Since the commission lacks the power essential to judicial or quasi-judicial tribunals either to reach a final decision or to implement that decision, prohibition is an inappropriate remedy, sub judice.

However, in view of Article V, Section 2(a), Florida Constitution as amended 1973, F.S.A., which provides in pertinent part that "... no cause shall be dismissed because an improper remedy has been sought," Article V, Section 12(c), Florida Constitution 1973, F.S.A., which provides:

"The supreme court shall adopt rules regulating proceedings of the commission, the fil[l]ing of vacancies by the appointing *612 authorities and the temporary replacement of disqualified or incapacitated members. After a recommendation of removal of any justice or judge, the record of the proceedings before the commission shall be made public."

and Article V, Section 3(b)(4), Florida Constitution 1973, F.S.A., which provides:

"(b) Jurisdiction. The supreme court:
"...
"(4) May issue ... all writs necessary to the complete exercise of its jurisdiction."

we have jurisdiction of this cause and in this posture we will proceed with the disposition of the question of law presented.

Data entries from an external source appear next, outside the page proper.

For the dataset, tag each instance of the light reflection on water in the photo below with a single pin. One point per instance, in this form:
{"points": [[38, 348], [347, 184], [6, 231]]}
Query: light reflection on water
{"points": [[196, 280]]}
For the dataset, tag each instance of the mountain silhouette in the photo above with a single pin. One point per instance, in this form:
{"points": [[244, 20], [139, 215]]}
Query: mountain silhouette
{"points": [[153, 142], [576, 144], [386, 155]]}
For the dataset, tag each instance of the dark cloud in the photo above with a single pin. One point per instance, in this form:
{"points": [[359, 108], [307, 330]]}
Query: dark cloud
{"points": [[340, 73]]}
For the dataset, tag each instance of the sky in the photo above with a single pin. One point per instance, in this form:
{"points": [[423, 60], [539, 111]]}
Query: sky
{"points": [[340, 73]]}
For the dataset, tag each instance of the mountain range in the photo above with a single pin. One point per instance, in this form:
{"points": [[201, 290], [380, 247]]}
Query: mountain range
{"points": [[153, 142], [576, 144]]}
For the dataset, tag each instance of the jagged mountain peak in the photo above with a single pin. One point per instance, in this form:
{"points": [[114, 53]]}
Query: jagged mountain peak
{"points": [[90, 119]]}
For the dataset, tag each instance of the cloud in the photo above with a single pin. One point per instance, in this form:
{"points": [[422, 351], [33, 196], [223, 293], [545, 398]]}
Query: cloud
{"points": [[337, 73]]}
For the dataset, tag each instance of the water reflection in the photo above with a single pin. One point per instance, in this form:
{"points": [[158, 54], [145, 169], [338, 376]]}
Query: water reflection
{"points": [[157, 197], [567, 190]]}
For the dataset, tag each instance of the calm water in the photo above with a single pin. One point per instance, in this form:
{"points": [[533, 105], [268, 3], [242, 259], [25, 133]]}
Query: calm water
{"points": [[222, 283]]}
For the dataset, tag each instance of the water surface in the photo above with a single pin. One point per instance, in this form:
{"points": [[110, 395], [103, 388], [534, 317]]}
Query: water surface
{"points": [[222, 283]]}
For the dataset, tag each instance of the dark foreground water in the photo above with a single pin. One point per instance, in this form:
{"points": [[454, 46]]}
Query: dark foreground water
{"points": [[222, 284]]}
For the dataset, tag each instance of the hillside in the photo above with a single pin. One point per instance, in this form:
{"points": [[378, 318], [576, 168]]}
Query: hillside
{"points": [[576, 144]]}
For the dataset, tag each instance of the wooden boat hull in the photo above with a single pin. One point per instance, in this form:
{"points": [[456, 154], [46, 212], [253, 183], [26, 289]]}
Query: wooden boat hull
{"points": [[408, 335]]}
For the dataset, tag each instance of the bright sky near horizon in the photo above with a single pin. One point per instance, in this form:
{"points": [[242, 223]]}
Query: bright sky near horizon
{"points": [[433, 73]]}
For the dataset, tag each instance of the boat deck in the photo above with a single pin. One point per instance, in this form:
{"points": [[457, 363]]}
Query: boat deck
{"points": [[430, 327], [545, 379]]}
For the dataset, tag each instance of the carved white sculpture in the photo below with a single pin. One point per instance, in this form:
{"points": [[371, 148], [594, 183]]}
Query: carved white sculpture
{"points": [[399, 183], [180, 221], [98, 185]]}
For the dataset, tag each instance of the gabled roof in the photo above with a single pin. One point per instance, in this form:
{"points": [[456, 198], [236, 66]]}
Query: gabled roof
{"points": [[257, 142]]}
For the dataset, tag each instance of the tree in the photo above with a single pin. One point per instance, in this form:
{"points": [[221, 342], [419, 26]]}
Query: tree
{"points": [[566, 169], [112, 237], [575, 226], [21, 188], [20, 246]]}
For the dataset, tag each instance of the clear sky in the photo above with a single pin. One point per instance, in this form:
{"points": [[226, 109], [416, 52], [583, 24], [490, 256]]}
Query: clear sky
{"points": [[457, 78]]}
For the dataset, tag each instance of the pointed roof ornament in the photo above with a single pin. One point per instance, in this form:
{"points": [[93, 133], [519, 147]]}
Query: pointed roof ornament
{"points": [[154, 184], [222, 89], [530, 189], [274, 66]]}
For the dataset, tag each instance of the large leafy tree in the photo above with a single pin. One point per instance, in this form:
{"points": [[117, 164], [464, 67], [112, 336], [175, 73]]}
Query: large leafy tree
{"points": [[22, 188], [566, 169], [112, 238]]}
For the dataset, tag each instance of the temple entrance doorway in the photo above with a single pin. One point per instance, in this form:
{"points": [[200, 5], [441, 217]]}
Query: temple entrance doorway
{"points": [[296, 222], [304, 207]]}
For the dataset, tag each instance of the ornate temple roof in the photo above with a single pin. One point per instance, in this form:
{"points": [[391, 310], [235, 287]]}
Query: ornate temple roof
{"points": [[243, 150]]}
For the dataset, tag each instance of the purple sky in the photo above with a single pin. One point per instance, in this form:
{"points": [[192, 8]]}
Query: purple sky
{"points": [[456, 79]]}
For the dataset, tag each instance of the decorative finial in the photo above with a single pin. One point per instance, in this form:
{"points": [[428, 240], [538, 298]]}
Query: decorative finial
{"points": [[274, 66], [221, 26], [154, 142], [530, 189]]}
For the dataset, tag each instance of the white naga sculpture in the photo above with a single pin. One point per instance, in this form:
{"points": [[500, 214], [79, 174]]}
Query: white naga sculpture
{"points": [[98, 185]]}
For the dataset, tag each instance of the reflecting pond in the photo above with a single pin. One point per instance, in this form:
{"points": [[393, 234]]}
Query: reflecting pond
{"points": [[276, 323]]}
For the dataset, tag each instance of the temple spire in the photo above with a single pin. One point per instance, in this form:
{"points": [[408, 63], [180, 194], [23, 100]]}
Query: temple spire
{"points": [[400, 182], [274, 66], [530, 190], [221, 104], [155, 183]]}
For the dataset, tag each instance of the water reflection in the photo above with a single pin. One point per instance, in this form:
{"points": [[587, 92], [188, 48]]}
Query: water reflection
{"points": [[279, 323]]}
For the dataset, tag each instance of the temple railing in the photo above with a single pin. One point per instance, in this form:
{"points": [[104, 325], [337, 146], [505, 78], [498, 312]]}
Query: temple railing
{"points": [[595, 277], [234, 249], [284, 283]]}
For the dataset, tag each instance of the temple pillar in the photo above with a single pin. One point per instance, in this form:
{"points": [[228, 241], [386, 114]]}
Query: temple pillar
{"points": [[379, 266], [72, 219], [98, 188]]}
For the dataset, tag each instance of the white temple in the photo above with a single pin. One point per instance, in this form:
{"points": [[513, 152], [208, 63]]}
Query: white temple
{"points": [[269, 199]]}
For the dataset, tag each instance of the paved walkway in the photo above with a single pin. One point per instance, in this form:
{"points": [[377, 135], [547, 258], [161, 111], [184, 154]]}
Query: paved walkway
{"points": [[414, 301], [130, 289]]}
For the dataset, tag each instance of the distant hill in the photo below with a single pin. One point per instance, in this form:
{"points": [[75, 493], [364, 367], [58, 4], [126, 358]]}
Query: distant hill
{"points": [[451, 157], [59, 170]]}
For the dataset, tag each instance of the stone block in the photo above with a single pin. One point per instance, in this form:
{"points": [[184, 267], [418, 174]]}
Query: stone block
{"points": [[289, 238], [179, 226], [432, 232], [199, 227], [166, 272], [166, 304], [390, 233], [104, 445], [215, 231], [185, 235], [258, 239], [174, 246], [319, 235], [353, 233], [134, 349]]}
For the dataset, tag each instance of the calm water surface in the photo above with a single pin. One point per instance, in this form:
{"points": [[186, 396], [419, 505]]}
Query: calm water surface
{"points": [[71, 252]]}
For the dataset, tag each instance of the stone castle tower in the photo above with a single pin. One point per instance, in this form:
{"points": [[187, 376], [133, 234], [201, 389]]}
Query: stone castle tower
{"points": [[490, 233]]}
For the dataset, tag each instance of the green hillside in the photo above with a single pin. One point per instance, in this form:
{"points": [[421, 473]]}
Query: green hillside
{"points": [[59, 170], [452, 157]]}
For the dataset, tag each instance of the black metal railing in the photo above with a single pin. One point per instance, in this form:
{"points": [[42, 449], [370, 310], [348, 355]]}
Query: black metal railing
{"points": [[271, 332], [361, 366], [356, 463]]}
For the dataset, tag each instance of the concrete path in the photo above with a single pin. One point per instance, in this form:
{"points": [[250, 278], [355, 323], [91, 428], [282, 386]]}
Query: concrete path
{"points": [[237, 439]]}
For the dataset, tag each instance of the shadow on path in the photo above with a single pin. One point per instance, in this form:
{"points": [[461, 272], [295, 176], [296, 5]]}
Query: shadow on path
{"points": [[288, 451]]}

We are primarily concerned at this time with the above posited question which was specified in our order directing that rule nisi in prohibition issue. With regard to this issue, the following facts presented by Turner in his petition are pertinent. Jack M. Turner is a duly elected and commissioned Circuit Judge of the Eleventh Judicial Circuit in and for Dade County, Florida. He was elected to a six-year term which commenced on the first Tuesday after the first Monday in January, 1973, and was commissioned to this office as Circuit Judge on November 8, 1973. Prior to becoming a Circuit Judge, Turner had been elected and commissioned for a term of four years from the first Tuesday after the first Monday in January, 1969, to the office of Judge of the Criminal Court of Record of Dade County, Florida, and had served in such capacity until the first Tuesday after the first Monday in January, 1973. On April 6, 1973, an indictment was returned against Turner charging that he, as a judicial officer, namely a Criminal Court of Record Judge, on August 14, 1972 through October 13, 1972, conspired to commit the felony of bribery.